With Bank of America flipflopping on whether the appointment of a car czar constitutes an event of default for CDS purposes, Alea, who found the flip-flop, also finds a new default derivative product: the Default Recovery Swap. These things aren’t a way of buying up assets on the cheap, but they do imply, at least to me, that equity-market valuations might yet have a long way to fall.

The DRS is an interesting concept: let’s say that Archie buys a DRS from Bertie, based on a GM recovery value of 7 cents. Then if GM defaults, Bertie will pay Archie 7 cents, while Archie will pay Bertie whatever the recovery value on GM debt is, as decided at the end of the default auction. (Details of how that works here.) Of course, the DRS is cash-settled, so if the actual recovery is 11 cents, then Archie ends up paying Bertie 4 cents — while if the actual recovery is 2 cents, then Bertie pays Archie 5 cents.

Default Recovery Swaps have become increasingly attractive in recent months, as recovery rates have plunged. In a normal world, recovery rates are generally quite high: after the equity holders have been wiped out, there’s quite a lot of assets for bondholders to split between them. But in a chaotic world like today’s, lots of firms are going bust and selling assets into a market where no one has the money to buy them:

“One would expect much lower recovery rates as default rates soar,” Diane Vazza, head of S&P’s global fixed income research group, said in an e-mail…

S&P cited an “inverse correlation” between defaults and investor recoveries in a February 2007 report.

When default rates are less than 2 percent, more than half of defaulted debt recovers more than 70 percent of face value, according to the rating company.

When defaults are greater than 8 percent, more than half such debt recovers less than 40 percent, S&P estimated…

“Nobody thought about hedging the recovery rate” when default rates were low and recoveries stable, said Philip Gisdakis, a Munich-based credit strategist at UniCredit SpA.

“Typically, investors thought recovery rates for financial companies should be in the range of 80 to 85 percent,” Gisdakis said. “With Lehman below 10 percent and with other financials at very low recovery rates, that’s something that is completely new.”

Even non-financials are trading at very low recovery rates: DRS on Tribune, for instance, were trading at about 7 cents before the default was announced — more or less where it’s trading today. But according to the official default petition, Tribune has $7.60 billion in assets and $12.97 billion in liabilities — which, if you could convert those assets easily into cash, would amount to a recovery value of 59 cents on the dollar. Or, to put it another way, as far as Tribune’s bondholders are concerned, that nominal $7.6 billion of assets — which includes, I believe, the Chicago Cubs — can in fact easily be sold only for less than $1 billion.

What does this mean for equity-market valuations? I think it means that if you’re looking to pick up cheap assets, you’re much better putting your money to work buying bits and pieces of bankrupt companies — possibly by buying up their senior debt post-default — than you are buying stocks.

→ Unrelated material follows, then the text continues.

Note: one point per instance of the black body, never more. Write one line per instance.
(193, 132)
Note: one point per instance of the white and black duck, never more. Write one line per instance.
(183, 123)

While Tobin’s Q might be below 1, stock-market price-to-asset-value ratios are nowhere near as low as what we’re seeing right now in the distressed-debt market. As a result, we might have to see distressed-debt prices rise quite a bit before the smart money starts moving back into equities.

Update: RobertB makes a good point about Tribune in the comments: it has $8 billion of secured debt. Whenever a company has secured debt, the unsecured debt, even if it carries the name "senior", becomes a leveraged play and can easily go to zero — as seems to be the case here.